En descendant la hiérarchie, nous trouvons des Esprits moins élevés, moins épurés, et par conséquent moins éclairés, mais qui n’en sont pas moins bons, et qui, dans une sphère d’activité plus restreinte, remplissent des fonctions analogues. Leur action, au lieu de s’étendre aux différents mondes, s’exerce plus spécialement sur un globe déterminé en rapport avec le degré de leur avancement ; leur influence est plus individuelle, et a pour objet des choses de moindre importance.

Vient ensuite la foule des Esprits vulgaires plus ou moins bons ou mauvais qui pullulent autour de nous ; ils s’élèvent peu au-dessus de l’humanité dont ils représentent toutes les nuances et en sont comme le reflet, car ils en ont tous les vices et toutes les vertus ; chez un grand nombre on retrouve les goûts, les idées et les penchants qu’ils avaient de leur vivant ; leurs facultés sont bornées, leur jugement faillible comme celui des hommes, souvent erroné et imbu de préjugés.

Chez d’autres le sens moral est plus développé ; sans avoir ni grande supériorité, ni grande profondeur, ils jugent plus sainement, et souvent condamnent ce quels ont fait, dit ou pensé pendant la vie. Du reste il y a ceci de remarquable, c’est que même parmi les Esprits les plus ordinaires, la plupart ont des sentiments plus purs comme Esprits que comme hommes ; la vie spirite les éclaire sur leurs défauts ; et, à bien peu d’exceptions près, ils se repentent amèrement, et regrettent le mal qu’ils ont fait, car ils en souffrent plus ou moins cruellement. Nous en avons quelquefois vus qui n’étaient pas meilleurs, mais jamais qui fussent plus mauvais qu’ils n’avaient été de leur vivant. L’endurcissement absolu est fort rare et n’est que temporaire, car tôt ou tard ils finissent par gémir de leur position, et l’on peut dire que tous aspirent à se perfectionner, car tous comprennent que c’est le seul moyen de sortir de leur infériorité ; s’instruire, s’éclairer c’est là leur grande préoccupation, et ils sont heureux quand ils peuvent y joindre quelques petites missions de confiance qui les relèvent à leurs propres yeux.

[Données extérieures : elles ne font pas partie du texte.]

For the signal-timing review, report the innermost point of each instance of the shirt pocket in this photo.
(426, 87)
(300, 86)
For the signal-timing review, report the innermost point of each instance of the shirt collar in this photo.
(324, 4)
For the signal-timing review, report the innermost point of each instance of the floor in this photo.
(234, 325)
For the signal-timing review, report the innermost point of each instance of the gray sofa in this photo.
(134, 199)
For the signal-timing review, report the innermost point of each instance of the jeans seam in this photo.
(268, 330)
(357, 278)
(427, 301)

Ils ont aussi leurs assemblées, mais plus ou moins sérieuses selon la nature de leurs pensées. Ils nous parlent, voient et observent ce qui se passe ; ils se mêlent à nos réunions, à nos jeux, à nos fêtes, à nos spectacles, comme à nos affaires sérieuses ; ils écoutent nos conversations : les plus légers pour s’amuser et souvent rire à nos dépens ou nous faire quelques malices s’ils le peuvent, les autres pour s’instruire ; ils observent les hommes, leur caractère, et font ce qu’ils appellent des études de mœurs, en vue de se fixer sur le choix de leur existence future.

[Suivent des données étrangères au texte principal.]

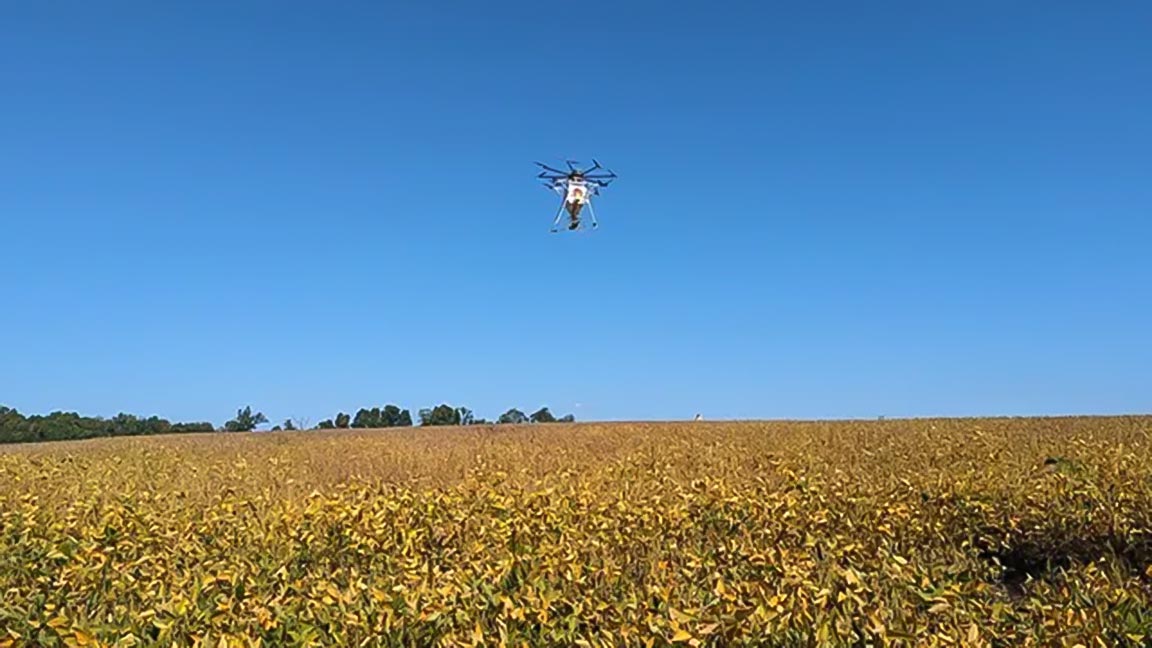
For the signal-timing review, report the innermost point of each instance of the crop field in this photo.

Nous avons vu l’Esprit au moment où, quittant son corps, il entre dans sa vie nouvelle ; nous avons analysé ses sensations, suivi le développement graduel de ses idées. Les premiers moments sont employés à se reconnaître, à se rendre compte de ce qui se passe en lui ; en un mot il essaye pour ainsi dire ses facultés, comme l’enfant qui peu à peu voit grandir ses forces et ses pensées. Nous parlons des Esprits vulgaires, car les autres, comme nous l’avons dit, sont en quelque sorte identifiés d’avance avec l’état spirite qui ne leur cause aucune surprise, mais seulement la joie d’être délivrés de leurs entraves et des souffrances corporelles. Parmi les Esprits inférieurs beaucoup regrettent la vie terrestre, parce que leur situation comme Esprit est cent fois pire, c’est pourquoi ils cherchent une distraction dans la vue de ce qui faisait jadis leurs délices, mais cette vue même est pour eux un supplice, car ils ont les désirs et ne peuvent les satisfaire.

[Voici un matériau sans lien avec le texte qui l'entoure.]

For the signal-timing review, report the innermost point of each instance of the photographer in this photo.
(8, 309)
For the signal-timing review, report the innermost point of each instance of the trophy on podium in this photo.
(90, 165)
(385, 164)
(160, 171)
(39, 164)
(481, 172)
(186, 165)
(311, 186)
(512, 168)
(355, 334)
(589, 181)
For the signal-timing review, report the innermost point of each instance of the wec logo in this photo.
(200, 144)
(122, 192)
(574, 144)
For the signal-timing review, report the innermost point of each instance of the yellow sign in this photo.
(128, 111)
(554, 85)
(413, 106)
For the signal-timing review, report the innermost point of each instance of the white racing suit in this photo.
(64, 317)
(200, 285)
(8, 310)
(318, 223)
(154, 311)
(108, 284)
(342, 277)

Le besoin de progresser est général chez les Esprits, et c’est ce qui les excite à travailler à leur amélioration, car ils comprennent que leur bonheur est à ce prix ; mais tous n’éprouvent pas ce besoin au même degré, surtout en commençant ; quelques-uns même se complaisent dans une sorte de flânerie, mais qui n’a qu’un temps ; l’activité devient bientôt pour eux une nécessité impérieuse, à laquelle d’ailleurs ils sont poussés par d’autres Esprits qui stimulent en eux le sentiment du bien.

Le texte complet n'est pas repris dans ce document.